What’s Screening: Oct. 30 – Nov. 5

What’s screening this week in the Bay Area? You can talk about Halloween (the movie), learn about Ruth Bader Ginsburg, revisit a Fellini classic, and plenty of drive-in options. But no film festivals.

Special online events

B+ Thrillville Movie Club: Halloween, New Parkway, discussion Saturday, 3:00

The event: Watch the movie before Saturday afternoon. Then, at 3:00, join the Zoom discussion about the film.
The movie: John Carpenter made a very good low-budget thriller that started a very bad genre: the slasher movie – also known as the dead teenager flick. In the original Halloween, an escaped psycho racks up several kills on the scariest night of the year. Yes, the story is absurd–the guy seems capable of getting into any place and sneaking up on anyone–but Carpenter and co-screenwriter Debra Hill take the time to let us know these particular teenagers, and that makes all the difference. By the time he goes after the mature, responsible one (Jamie Lee Curtis), you’re really scared.

Another chance to see

A- RBG (2018), BAMPFA, Cerrito, Elmwood

There’s nothing objective about this documentary on Ruth Bader Ginsburg (who was still alive when the film was released). The filmmakers clearly believe that the Supreme Court’s progressive hero is a rock star, a superhero, and a major bulwark protecting American democracy. I believe that, too. But I didn’t know until I saw this film that young women not only see Ginsburg as a role model but tattoo her likeness on their bodies. An entertaining and enlightening film about someone whose death may ruin our country. Read my full review.

Streaming classics

C+ La Strada (1954), Balboa, Rafael, Roxie, Vogue, opens Friday

Back when I was in high school, this became the first old, black-and-white, European, subtitled film I ever loved.

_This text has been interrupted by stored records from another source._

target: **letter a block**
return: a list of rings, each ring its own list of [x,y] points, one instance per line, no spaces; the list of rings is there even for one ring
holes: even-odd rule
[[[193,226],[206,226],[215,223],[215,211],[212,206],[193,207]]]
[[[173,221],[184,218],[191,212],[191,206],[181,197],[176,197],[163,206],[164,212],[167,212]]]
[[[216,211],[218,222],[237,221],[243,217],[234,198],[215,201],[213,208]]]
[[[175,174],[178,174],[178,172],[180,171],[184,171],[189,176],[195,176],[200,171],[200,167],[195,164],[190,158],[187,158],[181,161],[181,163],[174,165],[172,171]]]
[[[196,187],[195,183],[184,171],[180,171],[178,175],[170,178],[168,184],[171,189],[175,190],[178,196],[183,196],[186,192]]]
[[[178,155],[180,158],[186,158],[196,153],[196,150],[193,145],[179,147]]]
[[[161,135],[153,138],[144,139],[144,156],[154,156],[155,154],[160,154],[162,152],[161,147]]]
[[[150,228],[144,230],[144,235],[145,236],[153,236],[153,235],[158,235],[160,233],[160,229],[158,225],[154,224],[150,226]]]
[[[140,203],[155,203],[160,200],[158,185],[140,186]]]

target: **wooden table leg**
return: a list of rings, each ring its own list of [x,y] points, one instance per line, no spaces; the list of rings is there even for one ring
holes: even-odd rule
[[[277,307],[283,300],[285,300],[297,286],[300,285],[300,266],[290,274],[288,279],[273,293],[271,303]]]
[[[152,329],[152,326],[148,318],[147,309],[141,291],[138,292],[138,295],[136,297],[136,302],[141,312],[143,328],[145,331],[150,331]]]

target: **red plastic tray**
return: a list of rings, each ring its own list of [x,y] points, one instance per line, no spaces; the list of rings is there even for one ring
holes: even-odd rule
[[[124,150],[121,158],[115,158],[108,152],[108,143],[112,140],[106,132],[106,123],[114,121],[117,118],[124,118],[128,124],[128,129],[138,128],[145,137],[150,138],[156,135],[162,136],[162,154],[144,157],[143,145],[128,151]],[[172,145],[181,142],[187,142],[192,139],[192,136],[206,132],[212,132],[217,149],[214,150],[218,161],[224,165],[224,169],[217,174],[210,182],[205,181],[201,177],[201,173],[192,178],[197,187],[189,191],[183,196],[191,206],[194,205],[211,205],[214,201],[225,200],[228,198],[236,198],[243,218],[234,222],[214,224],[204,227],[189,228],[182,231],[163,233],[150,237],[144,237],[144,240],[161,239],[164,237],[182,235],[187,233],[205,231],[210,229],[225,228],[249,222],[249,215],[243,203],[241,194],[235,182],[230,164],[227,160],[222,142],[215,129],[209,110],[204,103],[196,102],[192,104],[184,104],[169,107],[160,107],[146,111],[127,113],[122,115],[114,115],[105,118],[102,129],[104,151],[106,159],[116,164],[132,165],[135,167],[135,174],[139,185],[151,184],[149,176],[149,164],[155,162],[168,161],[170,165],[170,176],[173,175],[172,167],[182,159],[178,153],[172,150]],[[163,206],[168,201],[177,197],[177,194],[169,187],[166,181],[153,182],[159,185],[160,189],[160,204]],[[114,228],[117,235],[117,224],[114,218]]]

But it turned out to be one of those loves you eventually outgrow. Giulietta Masina brilliantly plays a simple, innocent girl sold by her parents to a coarse, crude, and violent traveling strongman (Anthony Quinn in another strong performance). But for all the great acting, Fellini’s 1954 heartbreaker comes off now as shallow. Even worse, it manages to romanticize child abuse. (Or is it spouse abuse? The movie is never too sure about that.)

Drive-in movies

A Coco (2017), Alameda Point – Monarch Lot, 7:00, sponsored by the Alameda Theatre

This beautiful journey into Mexican traditions of the afterlife (via big-budget Hollywood, of course) manages to be serious, emotional, and fun. Young Miguel (voiced by Anthony Gonzalez) belongs to a family of shoemakers who hate music. But music runs deep in the boy’s soul. On the Day of the Dead, he accidentally goes over to the other side, even though he’s still alive. To come back, he must learn a lot about life in general and his family in particular. And, since Pixar made this movie, his journey is also funny, suspenseful, exciting, and visually stunning.

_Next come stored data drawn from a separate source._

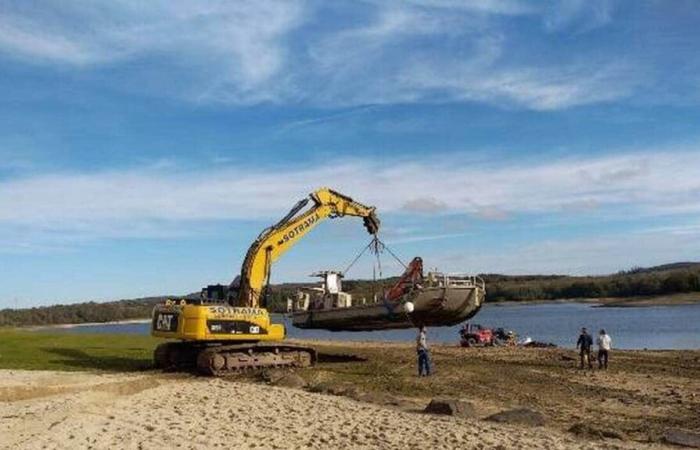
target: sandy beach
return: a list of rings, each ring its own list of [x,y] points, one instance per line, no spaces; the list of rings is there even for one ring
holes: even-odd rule
[[[5,448],[602,448],[246,382],[4,371]]]
[[[249,381],[21,370],[0,380],[2,448],[640,448]]]
[[[700,430],[694,350],[615,351],[602,371],[568,349],[435,345],[418,378],[411,344],[303,341],[314,367],[208,378],[150,369],[124,350],[135,337],[79,351],[61,336],[32,355],[62,370],[0,370],[0,448],[655,449]],[[425,413],[433,399],[468,408]],[[517,409],[541,420],[491,420]]]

A Young Frankenstein (1974), Lark Drive-In, Saturday, 6:16

Mel Brooks showed off his talent beautifully in this sweet-natured, 1974 parody and tribute to the Universal horror films of the 1930′s (specifically the first three Frankenstein movies). Gene Wilder wrote the screenplay and stars as the latest doctor to be stuck with the famous name. With Marty Feldman, Madeline Kahn, Cloris Leachman, and Peter Boyle as the lovable but clumsy creature.

A To Kill a Mockingbird (1962), Thursday, Lark Drive-In, 7:00

The film version of Harper Lee’s Pulitzer Prize-winning novel manages to be both a nostalgic reverie of depression-era small town Southern life and a condemnation of that life’s dark and ugly underbelly. Gregory Peck’s Atticus Finch is the ultimate decent and moral father, a character so virtuous he’s only believable because the story is told through the eyes of his six-year-old daughter. (It’s worth noting that in the long-waited sequel to the novel, the now-grown daughter discovers her father’s flaws.)

B+ Invasion of the Body Snatchers (1978), Dinner and a Drive-in, Pier 70, Saturday, 8:00

Phil Kaufmans San Francisco-based remake of the classic alien invasion movie isn’t quite as good as the low-budget, 1956 original, but it comes close. One by one, Donald Sutherland’s friends and loved ones turn into emotionless pod people, and he knows that he too will be lost if he can’t stay awake. A very good sci-fi thriller with a chance to see Leonard Nimoy as an Earthling.